Fu proprio Erdogan (ora presidente) in persona a denunciare pubblicamente questa inchiesta di Dündar come una manipolazione Gülenista e cioè dei sostenitori di Fethullah Gülen, il filosofo islamico che vive in esilio volontario negli Stati Uniti, che era stato uno dei suoi più stretti alleati fino aver ordito un complotto per rovesciare il governo Akp e di aver creato per questo uno Stato parallelo infiltrando nel corso degli anni propri uomini dentro la magistratura e le forze di sicurezza. Erdoan disse che gli autori del servizio avrebbero pagato per questo, anche con l’ergastolo.
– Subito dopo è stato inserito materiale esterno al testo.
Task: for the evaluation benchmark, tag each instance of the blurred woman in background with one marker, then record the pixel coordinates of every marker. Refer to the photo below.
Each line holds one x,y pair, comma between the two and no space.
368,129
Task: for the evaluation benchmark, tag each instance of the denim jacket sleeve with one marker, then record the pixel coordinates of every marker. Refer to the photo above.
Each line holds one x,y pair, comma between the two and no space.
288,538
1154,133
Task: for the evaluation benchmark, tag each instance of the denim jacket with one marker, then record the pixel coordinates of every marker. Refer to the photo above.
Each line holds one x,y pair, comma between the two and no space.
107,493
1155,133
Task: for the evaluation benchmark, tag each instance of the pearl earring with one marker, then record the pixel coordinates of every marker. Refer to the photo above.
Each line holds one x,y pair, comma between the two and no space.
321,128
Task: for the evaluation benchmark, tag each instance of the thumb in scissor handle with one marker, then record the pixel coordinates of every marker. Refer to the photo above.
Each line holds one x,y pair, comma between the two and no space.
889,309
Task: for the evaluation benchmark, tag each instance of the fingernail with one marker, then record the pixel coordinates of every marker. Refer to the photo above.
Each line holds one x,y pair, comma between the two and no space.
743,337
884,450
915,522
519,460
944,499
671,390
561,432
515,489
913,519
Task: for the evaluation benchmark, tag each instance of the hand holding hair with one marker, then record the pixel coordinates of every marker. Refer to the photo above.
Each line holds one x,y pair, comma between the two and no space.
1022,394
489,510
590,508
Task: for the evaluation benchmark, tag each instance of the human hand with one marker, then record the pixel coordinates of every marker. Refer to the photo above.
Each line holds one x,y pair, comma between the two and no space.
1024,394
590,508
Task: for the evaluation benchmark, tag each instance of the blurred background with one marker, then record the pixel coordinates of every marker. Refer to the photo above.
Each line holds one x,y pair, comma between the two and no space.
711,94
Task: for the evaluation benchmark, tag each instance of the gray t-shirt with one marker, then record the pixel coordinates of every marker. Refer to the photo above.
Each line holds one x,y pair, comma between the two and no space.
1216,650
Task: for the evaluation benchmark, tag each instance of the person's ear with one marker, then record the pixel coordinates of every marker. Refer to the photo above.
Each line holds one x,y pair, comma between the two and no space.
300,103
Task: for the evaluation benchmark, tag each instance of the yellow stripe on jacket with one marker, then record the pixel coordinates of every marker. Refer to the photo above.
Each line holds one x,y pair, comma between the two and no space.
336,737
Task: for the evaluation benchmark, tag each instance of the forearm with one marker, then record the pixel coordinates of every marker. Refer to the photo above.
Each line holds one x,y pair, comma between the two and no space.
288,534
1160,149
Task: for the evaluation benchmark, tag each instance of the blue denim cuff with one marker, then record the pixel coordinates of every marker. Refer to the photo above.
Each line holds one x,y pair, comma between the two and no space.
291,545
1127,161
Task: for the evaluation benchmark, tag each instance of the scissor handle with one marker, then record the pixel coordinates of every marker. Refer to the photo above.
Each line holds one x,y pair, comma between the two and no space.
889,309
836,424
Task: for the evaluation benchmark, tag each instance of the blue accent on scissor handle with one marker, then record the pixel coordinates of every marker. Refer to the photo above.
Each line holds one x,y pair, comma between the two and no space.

Dopo diversi mesi di galera la Corte costituzionale il 25 febbraio scorso ne ordinò la scarcerazione per violazione dei diritti costituzionali dei due giornalisti. Sono stati poi assolti dall’accusa di spionaggio e il tribunale si è dichiarato incompetente per l’accusa di sovversione dell’ordine democratico.

Nel frattempo la situazione dei diritti umani in Turchia è decisamente peggiorata.I media hanno subìto pressioni senza precedenti da parte del governo e la libera espressione, anche online, ne ha sofferto in modo significativo. Vari procedimenti penali, anche sulla base delle leggi su diffamazione e antiterrorismo, hanno colpito attivisti politici, giornalisti e altre persone che avevano criticato l’operato di funzionari pubblici o la politica del governo. Il governo ha esercitato enormi pressioni sugli organi d’informazione, spesso mettendo all’indice giornalisti critici che poi sono stati minacciati e aggrediti da assalitori spesso non identificati. Giornalisti sono stati licenziati dopo aver criticato il governo. Sono oltre 105 i procedimenti penali per vilipendio del presidente Erdogan, ai sensi dell’articolo 299 del codice penale.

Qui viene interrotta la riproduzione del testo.